/https%3A%2F%2Fcdn.pijper.io%2F2025%2F04%2FBSlus1zFyXopCT1743506055.jpg)
In deze aflevering van de serie Wat ik altijd nog aan mijn ouders had willen vragen Marijke Helwegen (76), mediapersoonlijkheid en uithangbord van de cosmetische chirurgie. Tegenwoordig is zij ombudsvrouw bij de Baarnsche Courant, waarvoor zij een aantal rubrieken verzorgt, waaronder Dier van de maand. Als ombudsvrouw behandelt ze klachten van bewoners over bijvoorbeeld onveilige situaties in haar woonplaats Baarn. Deze kaart ze vervolgens aan bij de verantwoordelijke wethouder.
Vader
Aan haar vader heeft Marijke Helwegen geen vragen meer te stellen, maar aan haar moeder des te meer. ‘Toen ik geboren werd, was mijn moeder achtentwintig en mijn vader achtendertig. Hij had al een zoontje van drie uit een eerder huwelijk. Zijn eerste vrouw was in het kraambed gestorven, waarna dat jongetje – hij heette Naud – grotendeels was opgevoed door zijn oma. En toen kreeg Naud dus een tweede moeder, die nog twee kinderen zou krijgen: mij en mijn broertje Richard, haar lievelingetje. Naud was een splijtzwam in het huwelijk, een dissonant. Dat kwam vooral doordat mijn moeder heel kritisch op hem was. Hij was een bangelijk kind, dat veel huilde, en dat irriteerde haar heel erg. Hij was bang voor honden, bang voor een zoemende bij, eigenlijk bang voor alle dieren. Mijn moeder was totaal niet bang, voor niets en niemand. Ze hield van stoere jongens en mannen in het genre Gregory Peck.’
Hoog in de bol
‘En dan was er nog iets: mijn moeder had een obsessie met slank zijn. Ze was zelf heel slank en had de vaste overtuiging dat je slank moest zijn om mee te tellen in de wereld. Dus was ze heel streng op eten, vooral op hoeveel er gegeten werd. Ze kookte graag en goed, maar daar moest gepast gebruik van worden gemaakt. Nu had mijn halfbroertje één hobby en dat was eten; hij schepte zichzelf makkelijk twee of drie keer op. Dat vond m’n moeder vreselijk en daar zeurde ze dan ook steeds over, terwijl mijn vader zei: ‘Netty, laat die jongen toch.’ Naud was trouwens helemaal niet dik, maar gewoon een slank kind, dus daar ging het niet om. Ach, dat kind was gewoon een blok aan haar been. Dat ik twintig jaar anorexia heb gehad, verklaar ik deels toch wel uit die gespannen maaltijden en mijn moeders eeuwige gevit over teveel eten.
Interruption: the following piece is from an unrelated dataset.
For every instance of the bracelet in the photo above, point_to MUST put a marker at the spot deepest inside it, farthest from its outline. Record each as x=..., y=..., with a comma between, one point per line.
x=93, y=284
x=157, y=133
'De pastoor mocht haar niet. Dat zegt wel wat, denk ik'
Of mijn ouders gelukkig waren samen? Mwah, ik denk het wel, maar zij was alleen maar echtgenote, terwijl ze het hoog in de bol had. Ze kon haar ei niet kwijt, ze had zoveel meer gekund en gewild. Na haar trouwdag heeft ze nooit meer een baan gehad. Ze was wel wat gefrustreerd, haar leven was eigenlijk te kneuterig voor haar. Tijdens de oorlog had ze een paar jaar als kindermeisje – zijzelf noemde dat ‘gouvernante’ – gewerkt in een adellijk gezin in Den Haag. Daar kwamen allerlei bekende mensen over de vloer. Ik denk dat ze dat heerlijk vond. Die voorkeur voor bekende mensen bleef ze houden. Ze genoot van mensen die het ver geschopt hadden en vond het dus heel fijn als Toon Hermans of voetballer Faas Wilkes bij ons thuis op bezoek kwamen. Ze zag er dan altijd prachtig uit: gelakte nagels, vuurrood gestifte lippen. De pastoor mocht haar niet. Dat zegt wel wat, denk ik.’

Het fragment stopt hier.